Last year, two very different communities took home the 2020 Driehaus Award for their form-based zoning codes. Hartford, CT, a post-industrial legacy city trying to bring new life to the community, did the challenging work of writing a new, citywide code from scratch. Rancho Cucamonga, CA, in the foothills of the San Gabriel Mountains (about 30 miles east of Los Angeles), worked with Sargent Town Planning to write the Etiwanda Heights Neighborhood Plan and Code to create a new neighborhood while conserving much of the natural environment. (Read more about these winners here).

Submissions are due by 5:00 p.m. Eastern Time on Friday, August 6. Details can be found on the Form-Based Codes Institute’s website here, including the entry form and instructions, previous winners, the 2021 Awards Jury, and eligibility requirements. For additional information, contact Jamie Zouras at [email protected]

What makes an award-worthy form-based code?

Form-based codes offer a significant advantage over auto-oriented, use-based zoning by focusing on the quality of the space between the buildings; the scale, placement, and facades of the buildings; the public and private open spaces; and the streetscapes. If well written and implemented, form-based codes promote human-scaled places that encourage a mix of uses and support walkability. In reviewing codes submitted for the award, the jury considers the following criteria:

  • Will the code promote good urbanism (has it resulted in high-quality development activity)?
  • Will the code deliver a predictable street character (public and private open space)?
  • Is the code implementable and relatively easy to use?
  • Does the code have relevant and distinguishing features that advance the practice?

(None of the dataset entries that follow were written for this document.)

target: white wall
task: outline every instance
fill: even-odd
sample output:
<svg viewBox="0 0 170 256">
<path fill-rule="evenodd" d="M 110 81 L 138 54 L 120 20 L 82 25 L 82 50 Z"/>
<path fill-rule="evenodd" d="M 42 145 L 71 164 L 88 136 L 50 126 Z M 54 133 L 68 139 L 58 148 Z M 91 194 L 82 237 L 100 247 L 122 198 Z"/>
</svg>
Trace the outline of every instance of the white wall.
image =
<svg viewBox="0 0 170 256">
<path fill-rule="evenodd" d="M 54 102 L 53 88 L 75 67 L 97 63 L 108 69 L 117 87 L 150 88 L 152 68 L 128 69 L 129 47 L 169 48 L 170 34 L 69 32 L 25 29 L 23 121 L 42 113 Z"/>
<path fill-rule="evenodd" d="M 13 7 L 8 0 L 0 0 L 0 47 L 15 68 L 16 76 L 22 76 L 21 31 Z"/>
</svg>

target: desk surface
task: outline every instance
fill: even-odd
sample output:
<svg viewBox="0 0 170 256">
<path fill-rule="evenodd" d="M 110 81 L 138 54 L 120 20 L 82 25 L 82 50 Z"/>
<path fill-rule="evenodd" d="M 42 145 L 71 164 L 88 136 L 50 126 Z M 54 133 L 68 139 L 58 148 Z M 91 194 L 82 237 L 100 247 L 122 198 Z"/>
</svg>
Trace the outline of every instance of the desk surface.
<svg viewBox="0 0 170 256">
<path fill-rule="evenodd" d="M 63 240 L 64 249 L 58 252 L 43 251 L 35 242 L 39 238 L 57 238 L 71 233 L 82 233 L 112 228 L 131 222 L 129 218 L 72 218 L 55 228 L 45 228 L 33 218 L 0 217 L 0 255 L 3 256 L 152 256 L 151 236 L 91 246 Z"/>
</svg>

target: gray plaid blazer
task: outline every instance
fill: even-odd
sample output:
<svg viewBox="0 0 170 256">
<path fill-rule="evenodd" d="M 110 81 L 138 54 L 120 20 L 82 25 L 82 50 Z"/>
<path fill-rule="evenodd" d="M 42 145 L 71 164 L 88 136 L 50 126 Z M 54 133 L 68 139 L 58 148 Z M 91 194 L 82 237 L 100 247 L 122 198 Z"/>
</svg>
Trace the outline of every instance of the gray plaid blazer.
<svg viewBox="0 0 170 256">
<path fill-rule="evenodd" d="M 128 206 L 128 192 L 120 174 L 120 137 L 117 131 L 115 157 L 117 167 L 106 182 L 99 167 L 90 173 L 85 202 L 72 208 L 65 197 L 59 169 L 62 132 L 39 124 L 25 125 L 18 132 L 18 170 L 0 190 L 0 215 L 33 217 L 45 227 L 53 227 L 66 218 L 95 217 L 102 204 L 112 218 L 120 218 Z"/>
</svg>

If your code meets these criteria, consider submitting an entry form to nominate your code to be recognized by FBCI as an exemplary form-based code. Learn about the 2020 Driehaus Award winners here.

The Form-Based Codes Institute would like to acknowledge the generosity of the Richard H. Driehaus Charitable Lead Trust in making this award possible. FBCI mourns the loss of it’s long-time friend and supporter, Richard H. Driehaus. Richard was the Institute’s founding benefactor the Richard H. Driehaus Charitable Lead Trust and has underwritten this annual Award, which bears his name, since its inception.